Clinical Policy: Linvoseltamab-gcpt (Lynozyfic)
Defines medical necessity criteria, dosing limits, prior authorization and continuation requirements for Linvoseltamab-gcpt (Lynozyfic) for commercial, HIM and Medicaid lines of business. Includes excluded indications, dosing/administration, contraindications/boxed warnings, therapeutic alternatives, and coding implications.
Effective date updated to 10.01.25.
HCPCS code J9999 added; J3590 and C9399 removed.
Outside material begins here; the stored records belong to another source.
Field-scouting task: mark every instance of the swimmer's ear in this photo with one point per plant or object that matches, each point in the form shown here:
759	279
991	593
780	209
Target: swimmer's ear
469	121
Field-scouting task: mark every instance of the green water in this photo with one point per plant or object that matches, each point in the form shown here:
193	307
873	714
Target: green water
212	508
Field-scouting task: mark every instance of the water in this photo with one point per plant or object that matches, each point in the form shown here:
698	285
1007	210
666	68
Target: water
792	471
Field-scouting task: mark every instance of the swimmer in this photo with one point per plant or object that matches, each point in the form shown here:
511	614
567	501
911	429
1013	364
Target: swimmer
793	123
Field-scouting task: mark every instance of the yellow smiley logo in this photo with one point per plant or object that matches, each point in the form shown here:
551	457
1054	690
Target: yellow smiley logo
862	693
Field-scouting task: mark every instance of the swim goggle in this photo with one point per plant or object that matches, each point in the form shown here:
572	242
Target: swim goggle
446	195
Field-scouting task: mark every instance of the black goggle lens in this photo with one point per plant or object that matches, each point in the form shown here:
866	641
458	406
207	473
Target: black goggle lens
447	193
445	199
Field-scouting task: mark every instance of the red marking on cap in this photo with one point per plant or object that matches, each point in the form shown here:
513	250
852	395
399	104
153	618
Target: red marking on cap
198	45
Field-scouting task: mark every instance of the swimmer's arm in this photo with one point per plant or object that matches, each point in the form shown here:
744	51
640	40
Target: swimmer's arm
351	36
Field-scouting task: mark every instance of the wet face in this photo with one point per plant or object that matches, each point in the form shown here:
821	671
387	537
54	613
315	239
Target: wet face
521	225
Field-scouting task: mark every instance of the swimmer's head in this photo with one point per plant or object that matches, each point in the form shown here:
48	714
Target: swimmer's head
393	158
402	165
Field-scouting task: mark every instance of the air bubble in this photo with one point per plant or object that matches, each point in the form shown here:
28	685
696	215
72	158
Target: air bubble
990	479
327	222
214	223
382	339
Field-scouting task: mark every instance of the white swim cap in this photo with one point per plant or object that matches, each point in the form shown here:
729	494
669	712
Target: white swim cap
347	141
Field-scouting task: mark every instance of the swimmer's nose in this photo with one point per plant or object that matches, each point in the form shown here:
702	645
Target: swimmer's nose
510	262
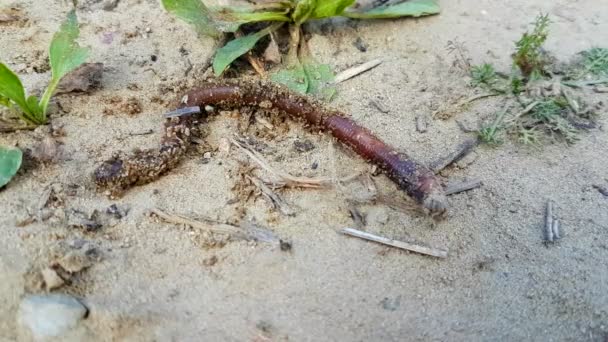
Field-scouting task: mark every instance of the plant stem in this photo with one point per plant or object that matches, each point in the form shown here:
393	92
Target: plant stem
46	97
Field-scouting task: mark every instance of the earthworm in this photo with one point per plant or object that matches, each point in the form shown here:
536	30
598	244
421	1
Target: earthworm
118	174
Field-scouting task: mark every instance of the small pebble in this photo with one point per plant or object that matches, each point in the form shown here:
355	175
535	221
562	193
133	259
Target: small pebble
51	279
50	315
377	216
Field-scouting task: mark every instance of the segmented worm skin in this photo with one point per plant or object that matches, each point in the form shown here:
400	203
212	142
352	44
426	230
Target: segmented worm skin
417	180
118	174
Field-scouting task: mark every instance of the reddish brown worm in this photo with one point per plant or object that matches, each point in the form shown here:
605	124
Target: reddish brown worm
416	179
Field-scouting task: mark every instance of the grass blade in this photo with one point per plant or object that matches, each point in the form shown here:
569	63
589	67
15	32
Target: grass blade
330	8
415	8
193	12
65	55
238	47
10	162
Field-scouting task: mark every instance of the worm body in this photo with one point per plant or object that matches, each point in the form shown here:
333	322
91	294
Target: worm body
416	179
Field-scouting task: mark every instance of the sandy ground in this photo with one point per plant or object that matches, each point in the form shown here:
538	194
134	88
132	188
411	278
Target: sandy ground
158	281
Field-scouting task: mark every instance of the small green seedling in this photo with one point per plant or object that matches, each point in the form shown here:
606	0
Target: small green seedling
529	56
10	162
301	73
556	114
595	62
483	75
491	133
65	55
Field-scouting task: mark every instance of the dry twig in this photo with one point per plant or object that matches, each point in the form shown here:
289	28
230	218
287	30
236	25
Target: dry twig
275	200
250	232
283	179
355	71
439	253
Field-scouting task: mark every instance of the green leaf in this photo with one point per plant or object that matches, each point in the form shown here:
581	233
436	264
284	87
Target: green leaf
320	80
308	77
238	47
294	77
330	8
304	9
65	55
193	12
5	101
12	88
10	161
228	19
414	8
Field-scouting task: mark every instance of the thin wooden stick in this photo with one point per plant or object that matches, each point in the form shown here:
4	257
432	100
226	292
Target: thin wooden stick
549	222
289	180
249	231
555	229
214	228
275	200
439	253
354	71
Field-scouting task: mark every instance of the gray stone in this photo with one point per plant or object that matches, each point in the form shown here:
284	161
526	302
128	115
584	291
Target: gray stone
50	315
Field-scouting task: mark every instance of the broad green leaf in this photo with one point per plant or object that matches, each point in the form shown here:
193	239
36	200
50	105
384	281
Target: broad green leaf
330	8
228	19
193	12
238	47
12	88
65	55
414	8
320	80
10	161
294	77
5	101
304	9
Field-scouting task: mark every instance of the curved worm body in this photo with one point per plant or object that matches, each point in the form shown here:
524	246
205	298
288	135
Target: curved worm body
417	180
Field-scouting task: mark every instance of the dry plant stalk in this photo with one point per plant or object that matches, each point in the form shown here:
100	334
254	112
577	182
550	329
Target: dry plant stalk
282	179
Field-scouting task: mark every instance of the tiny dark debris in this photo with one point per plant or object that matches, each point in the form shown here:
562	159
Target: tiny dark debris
360	45
79	219
303	145
391	304
117	211
285	245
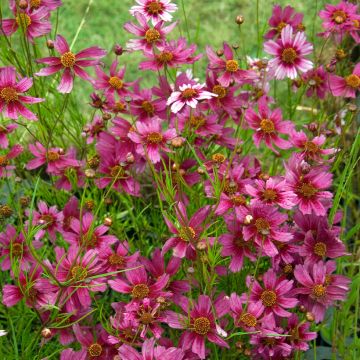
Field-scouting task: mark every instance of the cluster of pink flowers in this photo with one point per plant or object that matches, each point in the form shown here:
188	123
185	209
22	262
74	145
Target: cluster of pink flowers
224	208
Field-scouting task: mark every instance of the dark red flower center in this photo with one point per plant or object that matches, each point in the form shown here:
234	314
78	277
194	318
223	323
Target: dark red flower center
95	350
202	325
268	298
289	55
140	291
68	59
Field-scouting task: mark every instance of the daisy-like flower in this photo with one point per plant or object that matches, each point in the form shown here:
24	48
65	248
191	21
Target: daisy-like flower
274	297
151	139
154	10
268	125
347	86
188	95
71	63
321	288
149	36
34	23
282	17
262	224
200	324
11	98
229	67
289	52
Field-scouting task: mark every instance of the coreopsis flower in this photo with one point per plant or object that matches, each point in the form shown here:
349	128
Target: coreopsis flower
71	63
309	186
268	125
319	287
271	192
187	234
55	158
262	224
317	81
170	54
228	67
11	98
274	297
112	83
289	52
200	323
280	18
339	19
154	10
33	23
85	234
139	286
151	352
188	95
150	139
149	36
346	86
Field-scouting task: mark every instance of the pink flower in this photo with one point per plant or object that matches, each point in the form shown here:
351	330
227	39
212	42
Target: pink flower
154	10
268	124
71	63
200	323
347	86
262	224
274	297
320	287
55	158
188	95
149	35
289	52
282	17
11	98
34	23
150	139
229	67
150	352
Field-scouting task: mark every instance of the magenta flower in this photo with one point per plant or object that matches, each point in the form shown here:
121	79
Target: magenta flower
55	158
347	86
150	139
86	234
151	352
289	52
34	23
262	224
71	63
280	18
139	286
320	287
271	192
113	83
268	125
309	186
274	297
200	324
187	233
11	98
229	67
154	10
149	36
188	95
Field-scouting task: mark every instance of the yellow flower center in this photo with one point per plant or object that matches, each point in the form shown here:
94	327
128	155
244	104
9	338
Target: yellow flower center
232	66
68	59
140	291
202	325
152	35
268	298
9	94
289	55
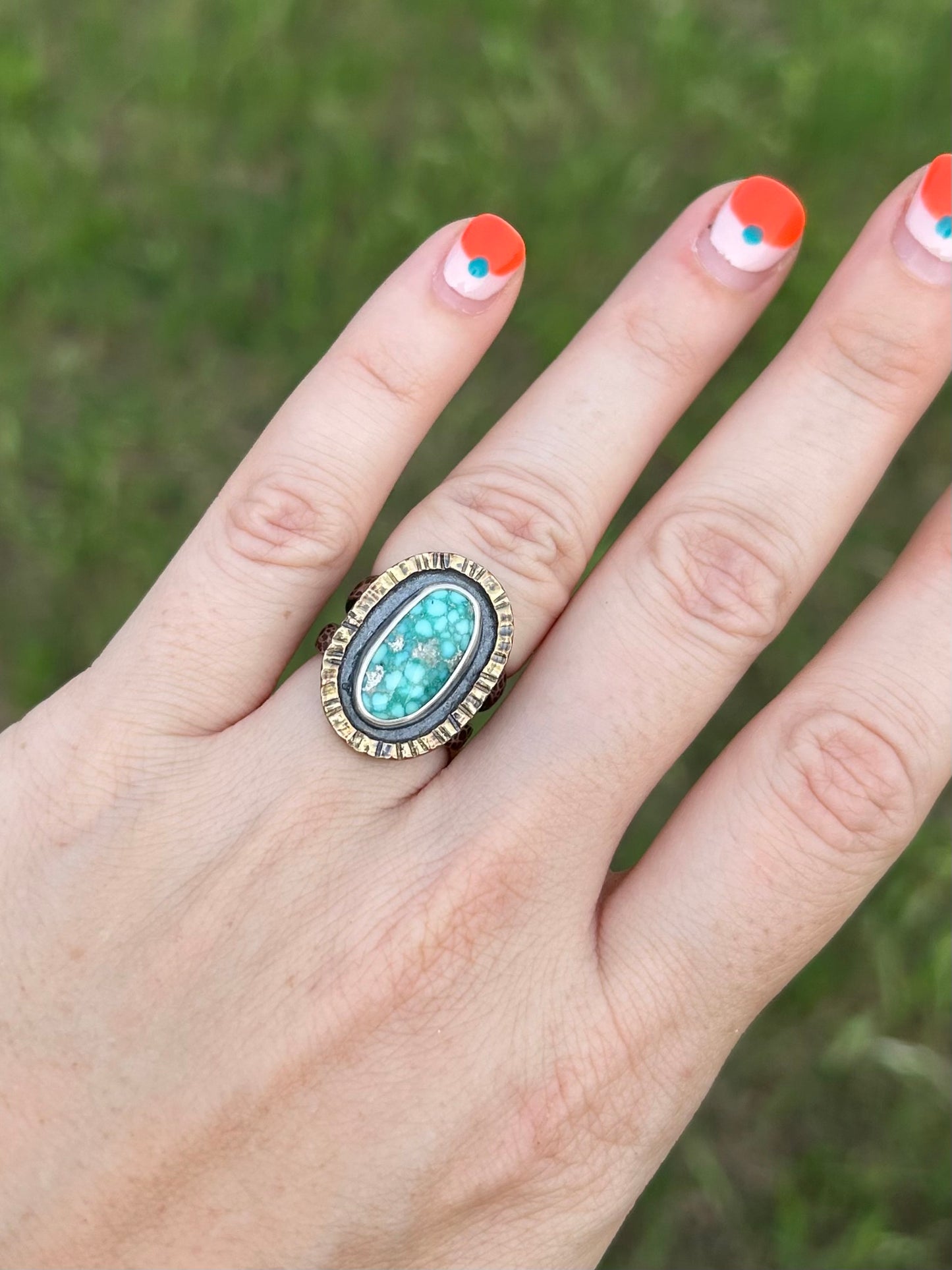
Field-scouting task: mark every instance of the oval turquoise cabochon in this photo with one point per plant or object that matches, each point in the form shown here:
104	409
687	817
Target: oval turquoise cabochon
419	656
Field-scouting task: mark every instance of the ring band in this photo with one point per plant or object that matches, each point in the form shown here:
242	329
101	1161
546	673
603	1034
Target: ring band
423	648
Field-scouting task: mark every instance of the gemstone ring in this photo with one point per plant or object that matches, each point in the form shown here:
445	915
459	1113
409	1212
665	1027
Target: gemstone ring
423	648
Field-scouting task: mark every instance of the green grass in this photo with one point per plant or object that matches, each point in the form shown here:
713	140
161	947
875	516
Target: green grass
193	200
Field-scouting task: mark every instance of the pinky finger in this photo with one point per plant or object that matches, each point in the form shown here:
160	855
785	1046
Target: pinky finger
804	812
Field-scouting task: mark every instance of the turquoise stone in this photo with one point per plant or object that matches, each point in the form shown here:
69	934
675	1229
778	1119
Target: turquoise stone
418	654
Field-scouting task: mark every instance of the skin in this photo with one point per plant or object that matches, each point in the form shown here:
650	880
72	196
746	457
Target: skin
267	1002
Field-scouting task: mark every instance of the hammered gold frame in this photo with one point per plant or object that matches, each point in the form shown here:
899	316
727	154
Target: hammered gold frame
478	694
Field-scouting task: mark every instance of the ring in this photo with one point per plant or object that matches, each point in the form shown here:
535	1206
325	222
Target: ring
423	649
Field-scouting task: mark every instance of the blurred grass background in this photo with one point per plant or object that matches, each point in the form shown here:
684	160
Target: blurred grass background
196	194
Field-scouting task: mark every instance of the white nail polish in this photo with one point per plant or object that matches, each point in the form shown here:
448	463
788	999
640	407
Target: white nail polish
758	225
930	214
484	258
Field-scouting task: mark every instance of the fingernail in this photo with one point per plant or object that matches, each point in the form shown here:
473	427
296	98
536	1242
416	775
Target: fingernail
758	225
930	214
484	257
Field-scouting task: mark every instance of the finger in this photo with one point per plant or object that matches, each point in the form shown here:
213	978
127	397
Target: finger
802	813
534	498
719	559
219	626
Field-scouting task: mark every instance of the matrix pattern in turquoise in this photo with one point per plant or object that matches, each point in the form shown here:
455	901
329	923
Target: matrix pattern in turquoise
416	658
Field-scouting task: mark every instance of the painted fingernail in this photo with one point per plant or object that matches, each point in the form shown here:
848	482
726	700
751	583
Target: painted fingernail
758	225
930	214
484	258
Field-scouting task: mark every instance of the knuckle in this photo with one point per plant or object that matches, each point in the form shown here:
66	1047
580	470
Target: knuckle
847	780
523	522
725	572
291	521
871	359
660	351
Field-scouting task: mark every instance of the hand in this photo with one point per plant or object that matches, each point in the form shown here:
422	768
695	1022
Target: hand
266	1001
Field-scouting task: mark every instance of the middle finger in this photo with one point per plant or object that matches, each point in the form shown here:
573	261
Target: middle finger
534	498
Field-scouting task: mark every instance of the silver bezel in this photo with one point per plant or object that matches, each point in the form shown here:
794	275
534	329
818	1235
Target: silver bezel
381	639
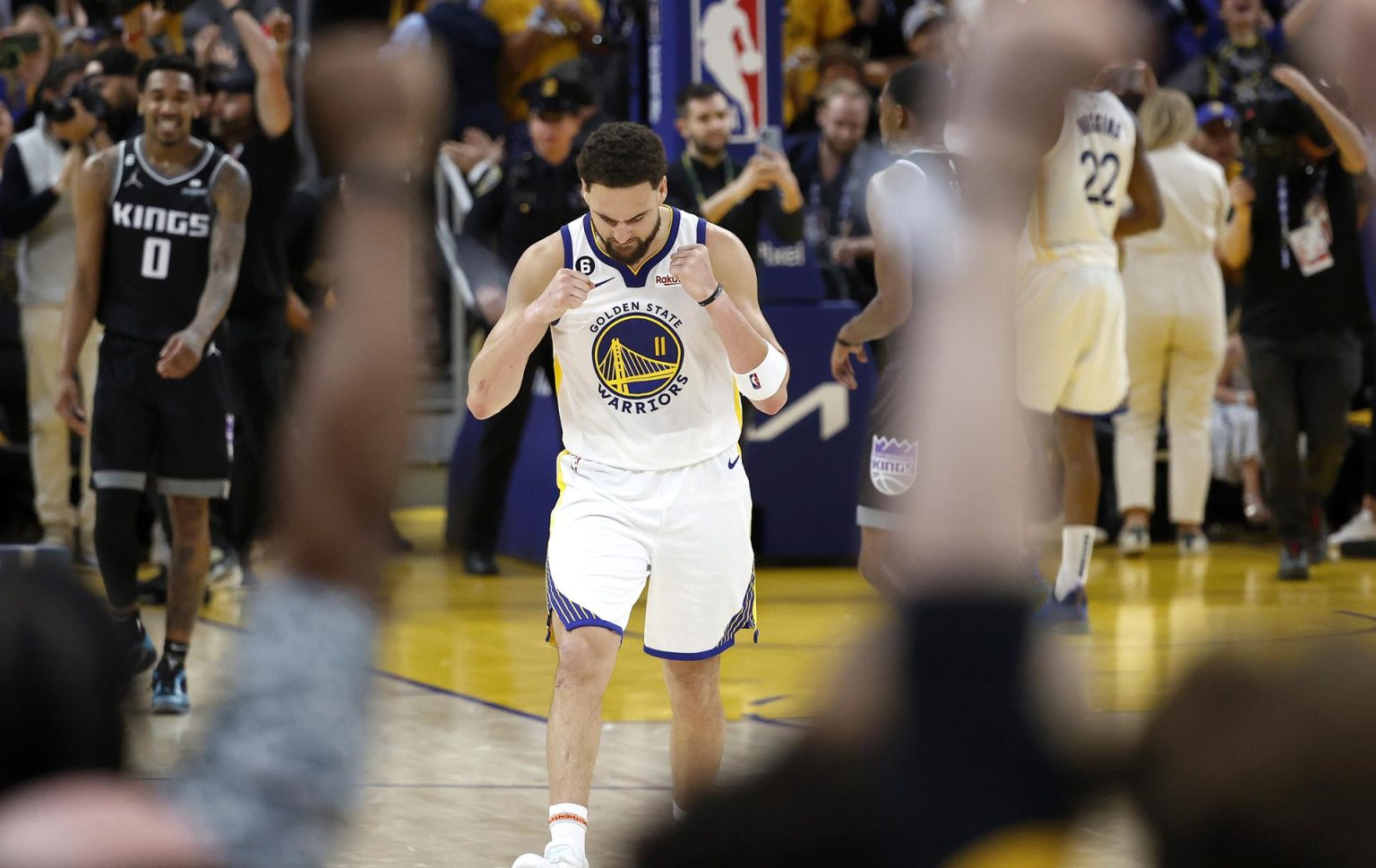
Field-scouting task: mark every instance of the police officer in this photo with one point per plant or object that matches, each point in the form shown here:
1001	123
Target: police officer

Policy creation and P&T approval dates added (Policy created 07.17.25; P&T approval 08.25).
Coverage Summary
Coverage stance: covered_with_criteria for Linvoseltamab-gcpt (Lynozyfic) for adult patients with relapsed or refractory multiple myeloma who have received ≥ 4 prior lines of therapy including a proteasome inhibitor, an immunomodulatory agent, and an anti‑CD38 monoclonal antibody. This indication was granted under accelerated approval based on response rate and durability of response, and continued approval may depend on confirmatory trials (approval basis). Key measurable and treatment thresholds include: Serum M protein ≥ 0.5 g/dL; Urine M protein ≥ 200 mg/24 h; Involved serum FLC ≥ 10 mg/dL (100 mg/L) with abnormal kappa/lambda ratio; and the specified step-up and maintenance dosing thresholds (see dosing thresholds).